Well, removing the #with_indifferent_access call was my first solution ;) (see my initial bug report). Then manfred rejected the solution, and I went on to fix the class itself. Then it was rejected because it changed something too internal in Rails. My logic was: hack it to change the least possible code (thus the one-liner), hoping someone will rewrite the whole method later. Failing that, fix the problem at its source (which my last patch addresses). I will eventually rewrite the parsing code if nobody else does it (it's in a "works for me" state right now though), but I think we agree now that HashWithIndifferentAccess is indeed buggy and should also be fixed to prevent further nasty bugs from creeping in somewhere else. Maybe adding a bunch of tests to force HashWithIndifferentAccess to behave sanely? Maybe audit its use in Rails and as you suggested only call it and the very end of the internal request processing (i.e. just before controllers get involved) in _all_ cases?

I think the syntactic sugar involved in using HashWithIndifferentAccess is indeed sweet (who doesn't love symbols?) but it's also making several things (slightly) slower and more bug prone. Heck, if the core Rails team thinks the syntax is so important, why not change the Hash class itself and make _all_ hashes behave as a HashWithIndifferentAccess? That would surely bring the bugs out ;)

if you "rewrite the parsing code" -- which I've already done -- are you going to make nested entities work or not? There is no way to make nested entities work fully with the semantics of the current parser.

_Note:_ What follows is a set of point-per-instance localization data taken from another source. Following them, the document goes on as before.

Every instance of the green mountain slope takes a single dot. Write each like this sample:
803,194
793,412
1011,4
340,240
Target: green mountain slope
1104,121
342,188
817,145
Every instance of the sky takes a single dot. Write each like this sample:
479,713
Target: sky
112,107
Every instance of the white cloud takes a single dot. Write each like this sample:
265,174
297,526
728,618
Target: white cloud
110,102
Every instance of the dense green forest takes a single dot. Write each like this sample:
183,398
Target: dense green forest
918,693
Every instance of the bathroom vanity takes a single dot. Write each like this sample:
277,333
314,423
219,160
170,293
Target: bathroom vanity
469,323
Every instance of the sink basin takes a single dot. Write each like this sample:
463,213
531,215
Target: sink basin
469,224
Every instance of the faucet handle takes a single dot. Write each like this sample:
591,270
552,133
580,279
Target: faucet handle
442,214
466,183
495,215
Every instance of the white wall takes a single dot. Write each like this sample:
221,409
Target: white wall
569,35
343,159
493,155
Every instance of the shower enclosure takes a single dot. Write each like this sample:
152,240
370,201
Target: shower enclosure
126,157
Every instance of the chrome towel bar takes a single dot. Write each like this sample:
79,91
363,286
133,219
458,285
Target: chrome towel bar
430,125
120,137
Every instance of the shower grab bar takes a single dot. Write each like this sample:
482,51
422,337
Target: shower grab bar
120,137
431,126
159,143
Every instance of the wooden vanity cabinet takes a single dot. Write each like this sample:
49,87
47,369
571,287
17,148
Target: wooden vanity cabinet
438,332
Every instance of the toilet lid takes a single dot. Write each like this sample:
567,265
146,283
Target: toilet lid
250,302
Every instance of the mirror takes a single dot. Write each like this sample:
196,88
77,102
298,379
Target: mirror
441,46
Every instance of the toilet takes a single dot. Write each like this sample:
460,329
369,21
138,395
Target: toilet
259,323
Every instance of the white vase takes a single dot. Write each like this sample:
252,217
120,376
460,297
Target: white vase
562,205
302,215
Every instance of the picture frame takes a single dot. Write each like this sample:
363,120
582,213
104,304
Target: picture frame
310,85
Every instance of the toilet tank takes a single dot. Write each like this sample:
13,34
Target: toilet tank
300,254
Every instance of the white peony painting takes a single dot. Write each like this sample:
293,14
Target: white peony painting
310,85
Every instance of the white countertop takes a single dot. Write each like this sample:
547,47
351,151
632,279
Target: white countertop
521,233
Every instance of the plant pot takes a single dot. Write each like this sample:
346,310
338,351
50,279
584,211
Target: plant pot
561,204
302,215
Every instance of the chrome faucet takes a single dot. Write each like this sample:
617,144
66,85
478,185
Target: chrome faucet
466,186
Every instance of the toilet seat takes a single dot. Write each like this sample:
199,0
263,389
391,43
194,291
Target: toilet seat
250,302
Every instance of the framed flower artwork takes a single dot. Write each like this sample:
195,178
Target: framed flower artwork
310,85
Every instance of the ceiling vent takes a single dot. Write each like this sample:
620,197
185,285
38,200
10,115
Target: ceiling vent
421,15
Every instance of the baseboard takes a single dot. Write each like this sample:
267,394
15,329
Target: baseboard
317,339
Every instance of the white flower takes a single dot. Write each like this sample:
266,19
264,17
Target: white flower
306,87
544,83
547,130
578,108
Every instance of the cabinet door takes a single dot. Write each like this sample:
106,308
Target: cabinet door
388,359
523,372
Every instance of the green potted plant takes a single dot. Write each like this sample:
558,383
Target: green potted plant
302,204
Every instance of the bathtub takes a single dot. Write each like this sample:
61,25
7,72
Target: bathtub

It is a logical impossibility. You can't make the checkbox hack not be ambiguous without introducing syntax.

Replying to lastobelus:

if you "rewrite the parsing code" -- which I've already done -- are you going to make nested entities work or not? There is no way to make nested entities work fully with the semantics of the current parser. It is a logical impossibility. You can't make the checkbox hack not be ambiguous without introducing syntax.

I think that enhancing the current parser should come next. The most likely reason why it hasn't been done yet is because of the whole UrlEncodedPairParser / HashWithIndifferentAccess mess. I don't see how any maintenance can be done to that code right now. As Thomas said before, delaying the treatment of HashWithIndifferentAccess would basically remove that dependency, so fixing these problems with independent patches would be possible. After the parsing code is sane and passes all current tests we could examine the edge cases and incrementally handle them implicitly or with added semantics where that's not possible.